The vendors who have the small shops around the site here can double up as guides, but can be especially persistent when it comes to inviting you to their shop. If this sort of bait and switch bothers you, politely refuse a guide offer from the beginning.
With or without a guide, allow 30 minutes to explore Nan Paya then jump on your bike and keep heading north to reach the next site, Gubyauk Gyi (monument 1323) in Pali, or Kubyauk Gyi in Burmese. This moderately-sized monument just off the road between Old Bagan and New Bagan is the oldest accurately dated temple (1113) within greater Bagan and is also located near a stone inscription that forms a Rosetta stone across four languages.
Gubyauk Gyi is revered for two reasons: its exterior stucco work and its reputedly magnificent interior murals, the latter of which we were unable to see. We visited twice in the hope of having the keyholder open up the interior for us, but lucked out on both occasions.
The exterior stucco is impressive, both along the top of the walls and over the pillars -- you'll see large gaps, back to bare brick, where the stucco has fallen off.
Near opposite Gubyauk Gyi sits the Myazedi stupa and within that stupa's compound you'll find a pieced together stone inscription that records the donation of the temple by a prince to his ill father, Kyanzittha (1084-1113).
What is more remarkable concerning this inscription is that it's in four languages -- Burmese, Mon, Pali and Pyu -- and so it served as a Rosetta stone of sorts between the four languages and was especially useful with regard to Pyu.
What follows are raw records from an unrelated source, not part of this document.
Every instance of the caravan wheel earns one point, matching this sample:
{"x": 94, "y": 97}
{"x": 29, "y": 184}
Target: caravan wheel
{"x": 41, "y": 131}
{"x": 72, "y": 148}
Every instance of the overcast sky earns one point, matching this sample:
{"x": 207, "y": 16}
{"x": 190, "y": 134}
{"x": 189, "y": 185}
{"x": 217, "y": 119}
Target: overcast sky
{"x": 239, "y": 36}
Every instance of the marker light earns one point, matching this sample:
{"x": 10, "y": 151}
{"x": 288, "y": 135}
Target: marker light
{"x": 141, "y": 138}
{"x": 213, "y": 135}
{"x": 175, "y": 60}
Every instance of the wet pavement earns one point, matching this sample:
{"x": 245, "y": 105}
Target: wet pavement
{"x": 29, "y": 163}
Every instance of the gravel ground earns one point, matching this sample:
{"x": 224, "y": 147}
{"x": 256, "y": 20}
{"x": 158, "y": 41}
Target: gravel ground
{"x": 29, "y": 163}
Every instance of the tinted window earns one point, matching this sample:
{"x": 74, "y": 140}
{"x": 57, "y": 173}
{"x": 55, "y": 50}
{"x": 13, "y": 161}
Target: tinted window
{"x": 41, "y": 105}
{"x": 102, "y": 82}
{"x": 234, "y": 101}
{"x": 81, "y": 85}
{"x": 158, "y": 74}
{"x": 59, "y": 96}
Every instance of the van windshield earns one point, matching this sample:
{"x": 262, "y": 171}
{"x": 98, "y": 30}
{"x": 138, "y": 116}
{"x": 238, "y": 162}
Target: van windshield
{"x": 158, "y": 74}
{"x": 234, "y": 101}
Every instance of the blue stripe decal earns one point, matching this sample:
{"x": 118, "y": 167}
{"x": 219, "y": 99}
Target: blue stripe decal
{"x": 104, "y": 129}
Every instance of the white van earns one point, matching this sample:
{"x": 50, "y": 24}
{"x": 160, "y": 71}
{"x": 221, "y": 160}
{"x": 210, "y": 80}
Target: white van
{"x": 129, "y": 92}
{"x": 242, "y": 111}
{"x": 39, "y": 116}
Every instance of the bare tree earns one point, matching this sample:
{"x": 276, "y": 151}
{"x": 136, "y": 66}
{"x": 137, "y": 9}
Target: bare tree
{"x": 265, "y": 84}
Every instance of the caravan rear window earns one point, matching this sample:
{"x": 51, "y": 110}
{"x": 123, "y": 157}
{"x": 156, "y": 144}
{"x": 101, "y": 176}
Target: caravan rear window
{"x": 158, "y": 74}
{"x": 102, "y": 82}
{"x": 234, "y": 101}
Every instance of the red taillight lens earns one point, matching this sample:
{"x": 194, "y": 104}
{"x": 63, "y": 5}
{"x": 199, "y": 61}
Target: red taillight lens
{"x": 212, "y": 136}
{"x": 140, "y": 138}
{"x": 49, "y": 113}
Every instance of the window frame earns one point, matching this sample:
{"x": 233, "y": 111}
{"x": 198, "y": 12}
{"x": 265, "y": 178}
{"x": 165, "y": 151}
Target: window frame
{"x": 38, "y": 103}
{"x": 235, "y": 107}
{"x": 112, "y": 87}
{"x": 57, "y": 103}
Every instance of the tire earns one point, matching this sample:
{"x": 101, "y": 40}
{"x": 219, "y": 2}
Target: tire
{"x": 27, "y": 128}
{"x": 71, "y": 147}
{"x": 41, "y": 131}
The stone is stored within an especially ugly stone enclosure near to the Myazedi stupa.
You'll need just 30 minutes to appreciate the exterior stucco of Kubyauk Gyi and the stone inscription -- add at least another hour if you're actually able to gain entry to observe the murals within.
Last stop before reaching Old Bagan proper is Minglazedi Paya (monument 1439). Believed to date to the 12th or early 13th centuries, Minglazedi Paya is one of the few Bagan sites you are still permitted to at least partially climb, although in this case it is more to admire the site itself rather than the surrounds -- though the latter is also possible.
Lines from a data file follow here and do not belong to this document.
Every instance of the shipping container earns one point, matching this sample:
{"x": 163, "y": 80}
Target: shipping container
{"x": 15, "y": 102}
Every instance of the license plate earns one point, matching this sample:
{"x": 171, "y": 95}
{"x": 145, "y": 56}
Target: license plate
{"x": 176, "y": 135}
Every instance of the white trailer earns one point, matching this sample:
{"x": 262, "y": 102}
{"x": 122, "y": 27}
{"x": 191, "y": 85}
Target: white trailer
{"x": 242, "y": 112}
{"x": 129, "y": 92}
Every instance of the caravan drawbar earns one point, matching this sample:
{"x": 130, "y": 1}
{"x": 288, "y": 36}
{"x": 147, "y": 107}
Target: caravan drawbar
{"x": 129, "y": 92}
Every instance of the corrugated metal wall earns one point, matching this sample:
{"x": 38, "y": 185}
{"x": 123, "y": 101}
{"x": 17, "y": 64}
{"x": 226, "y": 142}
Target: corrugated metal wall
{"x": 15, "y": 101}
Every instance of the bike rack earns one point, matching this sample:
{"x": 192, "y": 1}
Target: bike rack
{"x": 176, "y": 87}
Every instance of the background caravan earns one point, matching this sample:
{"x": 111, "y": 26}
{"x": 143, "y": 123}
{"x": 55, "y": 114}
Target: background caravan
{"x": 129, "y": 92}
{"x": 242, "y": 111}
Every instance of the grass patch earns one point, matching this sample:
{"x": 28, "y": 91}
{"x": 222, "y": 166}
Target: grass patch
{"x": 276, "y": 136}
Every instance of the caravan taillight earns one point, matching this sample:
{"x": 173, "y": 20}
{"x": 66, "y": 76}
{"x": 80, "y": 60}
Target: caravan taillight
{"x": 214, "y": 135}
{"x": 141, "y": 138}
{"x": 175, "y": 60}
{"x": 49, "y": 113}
Like a number of Bagan monuments, the Minglazedi Paya has brick "battlement" style walls around each of its levels and the tubular drains that frequently extend from the walls only add to its fortress-like appearance (though they are drains -- not cannons).
Minglazedi Paya is best known though for its Jataka plaques that commence on the stupa's lowest terrace and proceed clockwise as they ascend the stupa. Some of the plaques are quite damaged and appear to have been crudely cemented into place, and others have been removed to ummm Berlin (cough cough) but others show their glaze well and illustrate what a stunning monument it must have been in its time. The smaller corner stupas on the top terrace were also once covered with glazed ceramics.
If you really want to take in the full collection of the tiles allow 45 minutes to an hour to explore the site. While the lower reaches of Minglazedi Paya can be climbed, it isn't one of the better sunrise or sunset points.
Once you're done here, head out to the main road and begin the roll back down to New Bagan or the long pedal to Nyaung U.
By Stuart McDonald
Last updated on 29th December, 2013.